61.4223

61.4223 offers a possibility of experiencing the moment of contemplative observation of transformed landscape. The sculptures of an open pit are perceived as aesthetic objects in an environment of technical influence and presence; the moment of contemplation of the aesthetic object, originally of instantaneous quality, is disturbed by the presence of linear, technical time. Increasingly, the influence of technological narrative on aesthetic judgment becomes apparent.

Inside a 1m³ cube there are sculptures of the ten active German open pit mines. In them, the hole becomes visible from the inside as nothing-within-something, from the outside as something-out-of-nothing. 41 machines represent the active bucket-wheel excavators. With their arms they perform the movement next to whose traces even the mighty excavator can be overlooked from a distance: swinging; here it appears to be an aesthetic purpose in itself.
A light flash from the individual machines indicates the moment in which the real-world counterpart moves a cubic meter of earth. 61.4223 moments per second, in which the volume of the viewed cube is moved; moments of viewing an increasingly disappearing space.

Progress and growth are present even in the non-meaningful space of contemplative observation.
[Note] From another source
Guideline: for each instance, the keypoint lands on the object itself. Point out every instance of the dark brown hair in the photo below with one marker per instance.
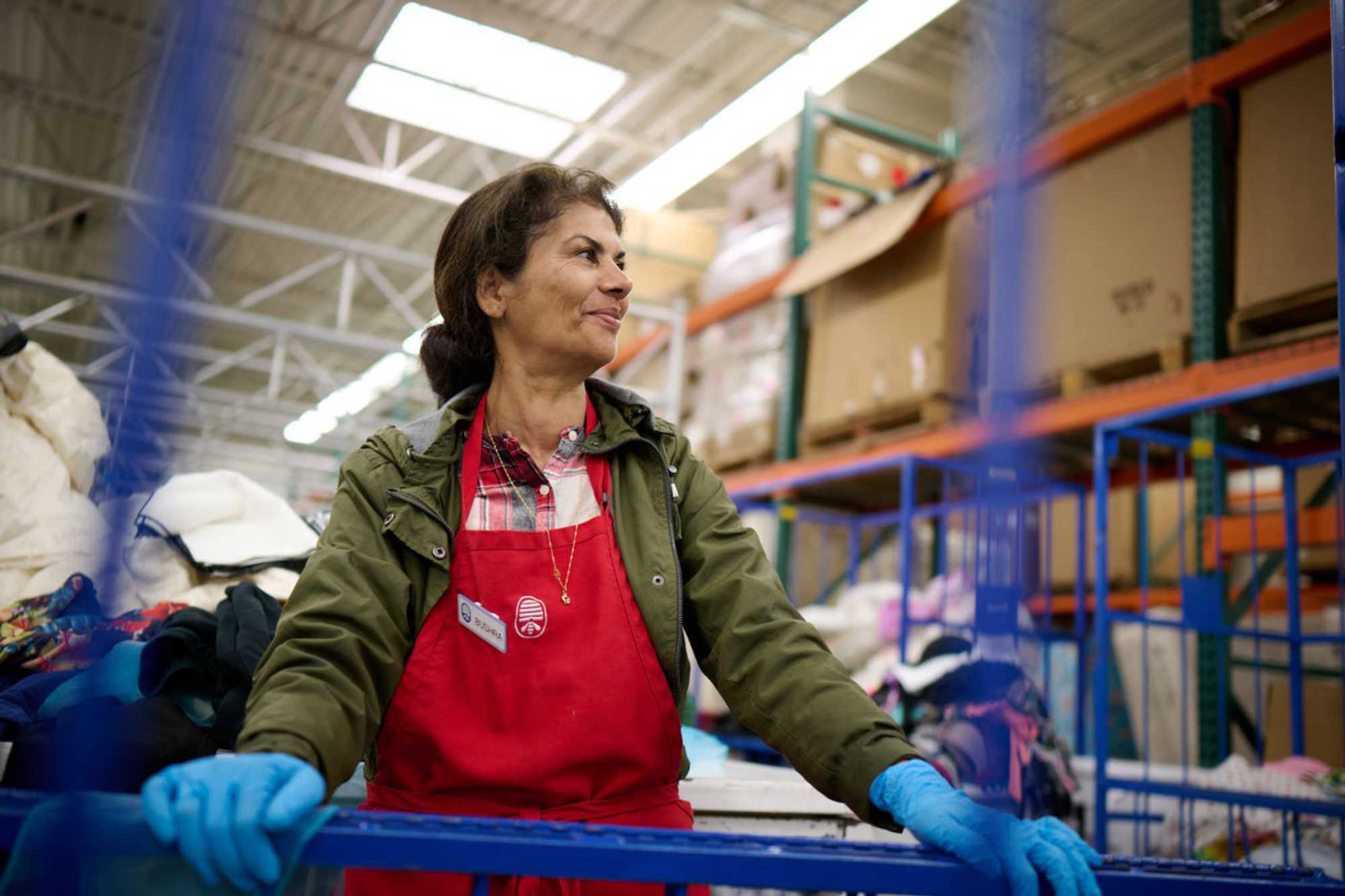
(496, 227)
Displays next to the cube allow the viewer to track exactly how many cubic meters have been moved since the installation started. The entire cube no longer seems to merely make use of machine aesthetics but, like the open pit mines themselves, to be a technological artifact. Aesthetic perception is no longer possible without technological influence.

Parallel to the artistic work, a theoretical examination of the influence of the relationship to technology on the judgment of aesthetic perception of nature was developed under the title Landschaftstransformation im technologischen Wirkungsprozess. The artistic work uses thoughts and insights of the theory, but exists independently as a primarily aesthetic experiment in the same thematic field. It offers itself as a visual object of one of the forms of the influence on the aesthetic judgment considered in the theoretical work.

I propose that technology and the machine as artifact are subject to the systematics of Marx’s fetish; efficiency and thus the capacity to create profit out of supposed nothingness are being naturalized into them. Technomass becomes an index of capital accumulation and follows the logic and interest of capital in its distribution and multiplication. Technological actions are guided by causality; in nature that is handled by them, a memory of transformation (Transformationsgedächtnis) is created inside the landscape that makes past and potentially fading possibilities of aesthetic perception (Vergangene Atmosphären) of nature (Seel) tangible and, through the thus dwindling freedom of nature, leads to a negative aesthetic judgment, an opposition to technological treatment of nature. To prevent this, the effect of technology uses a long history of appropriating nature, formulated as a promise of eternal growth and progress, to ensure a participation of the people underlying the labor that is performed. As a site of extreme landscape transformation and an extremely massive technological artifact, the open pit mine is a particularly suitable illustrative object of this entanglement: Once the justification/meaning of the open pit mine ends, it appears to be ugly. It is renaturalized in order to conceal the consequences of the technological treatment of nature from the aesthetic sense.